Cheating topped the poll of gaming sins, with 26.1 per cent admitting to inputting codes or exploiting loopholes to further their progress. Playing pirated computer games came second, with 16.8 per cent of respondents indicating they'd played games obtained illegally.
6.7 per cent of respondents claimed to have sabotaged a competitor's game in order to gain an advantage, whilst a shameful 4.3 per cent of respondents admitted to feigning illness to play games when they should be working.

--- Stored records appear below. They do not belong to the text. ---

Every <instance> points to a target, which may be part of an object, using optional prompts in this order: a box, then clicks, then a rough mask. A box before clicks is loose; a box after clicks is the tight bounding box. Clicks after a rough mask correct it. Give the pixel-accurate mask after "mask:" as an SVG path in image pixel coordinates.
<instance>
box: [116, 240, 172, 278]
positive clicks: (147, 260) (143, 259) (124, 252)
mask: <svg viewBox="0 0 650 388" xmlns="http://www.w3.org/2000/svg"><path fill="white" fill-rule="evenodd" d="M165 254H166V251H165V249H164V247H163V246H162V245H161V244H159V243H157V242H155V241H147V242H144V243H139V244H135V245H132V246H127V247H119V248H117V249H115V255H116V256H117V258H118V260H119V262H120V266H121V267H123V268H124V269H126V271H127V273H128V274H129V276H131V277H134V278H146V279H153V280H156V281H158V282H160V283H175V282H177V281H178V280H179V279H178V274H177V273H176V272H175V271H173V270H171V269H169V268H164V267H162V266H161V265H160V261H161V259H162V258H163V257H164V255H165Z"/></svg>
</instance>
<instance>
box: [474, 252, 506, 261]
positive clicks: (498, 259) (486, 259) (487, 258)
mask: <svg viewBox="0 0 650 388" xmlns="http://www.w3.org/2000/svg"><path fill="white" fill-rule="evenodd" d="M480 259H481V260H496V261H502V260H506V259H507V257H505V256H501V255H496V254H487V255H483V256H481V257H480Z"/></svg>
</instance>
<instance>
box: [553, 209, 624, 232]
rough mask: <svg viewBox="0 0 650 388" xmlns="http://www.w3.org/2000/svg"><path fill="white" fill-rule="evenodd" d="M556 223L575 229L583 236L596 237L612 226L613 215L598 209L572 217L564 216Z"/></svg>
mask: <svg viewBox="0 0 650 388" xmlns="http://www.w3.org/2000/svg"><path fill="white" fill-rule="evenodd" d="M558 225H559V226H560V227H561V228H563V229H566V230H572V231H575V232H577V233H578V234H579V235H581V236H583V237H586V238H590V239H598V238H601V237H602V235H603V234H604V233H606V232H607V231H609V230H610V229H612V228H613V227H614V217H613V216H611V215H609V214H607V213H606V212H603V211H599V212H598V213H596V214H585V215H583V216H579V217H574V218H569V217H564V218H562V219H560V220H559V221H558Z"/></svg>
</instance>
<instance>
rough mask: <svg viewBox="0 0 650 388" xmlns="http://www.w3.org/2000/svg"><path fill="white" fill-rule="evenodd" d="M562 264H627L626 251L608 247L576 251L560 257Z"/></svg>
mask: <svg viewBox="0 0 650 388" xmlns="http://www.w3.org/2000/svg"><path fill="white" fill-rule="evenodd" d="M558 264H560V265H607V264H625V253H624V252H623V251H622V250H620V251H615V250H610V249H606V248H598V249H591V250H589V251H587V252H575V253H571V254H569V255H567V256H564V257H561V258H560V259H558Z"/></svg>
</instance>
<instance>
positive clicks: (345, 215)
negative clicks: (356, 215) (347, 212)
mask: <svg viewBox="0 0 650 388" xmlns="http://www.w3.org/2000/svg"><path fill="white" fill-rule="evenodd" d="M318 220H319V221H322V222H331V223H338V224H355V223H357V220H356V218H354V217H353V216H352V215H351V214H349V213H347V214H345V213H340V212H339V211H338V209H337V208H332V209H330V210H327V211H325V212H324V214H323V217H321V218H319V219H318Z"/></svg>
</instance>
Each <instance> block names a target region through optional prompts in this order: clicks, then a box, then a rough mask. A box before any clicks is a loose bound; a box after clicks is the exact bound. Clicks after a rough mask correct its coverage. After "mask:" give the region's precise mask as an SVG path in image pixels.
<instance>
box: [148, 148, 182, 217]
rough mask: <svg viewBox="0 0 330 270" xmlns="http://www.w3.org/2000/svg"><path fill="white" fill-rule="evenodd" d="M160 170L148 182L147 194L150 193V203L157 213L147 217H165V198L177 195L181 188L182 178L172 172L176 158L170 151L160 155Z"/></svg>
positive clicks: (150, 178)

"It's been an interesting survey ? and shows that games players are used to the concept of lying, cheating, deceiving and conniving," says Leo Zullo, marketing Director, Digital Jesters. "Whilst they're able to do some of the above in most games, only 7 Sins actively encourages it, providing a large slice of despicable, entertaining all-round fun ? although we wouldn't recommend it PlayStation or PC owners who are easily offended."
The Seven Gaming Sins admitted by respondents are as follows:
1. Cheating: Using cheats to progress in games (26.1 per cent)
2. Stealing: Playing pirated games (18.68)
3. Ignorance: Leaving partner's phone call to continue playing (11 per cent)
4. Sabotage: Deliberately hindering or altering someone else's game (6.7 per cent)
5. Lying: Feigning illness from work in order to play computer games (4.3 per cent)
6. Coveting: Only borrowing games from a friend's library rather than buying your own copy (3.2 per cent)
7. Spitefulness: Giving away game endings deliberately. (2.7 per cent)
The survey was conducted by tickbox.net, and polled 1164 members of the public. In this instance, 72.68 per cent of respondents admitted to a specific gaming sin.
7 Sins is available now for PlayStation 2 and PC, published by Digital Jesters.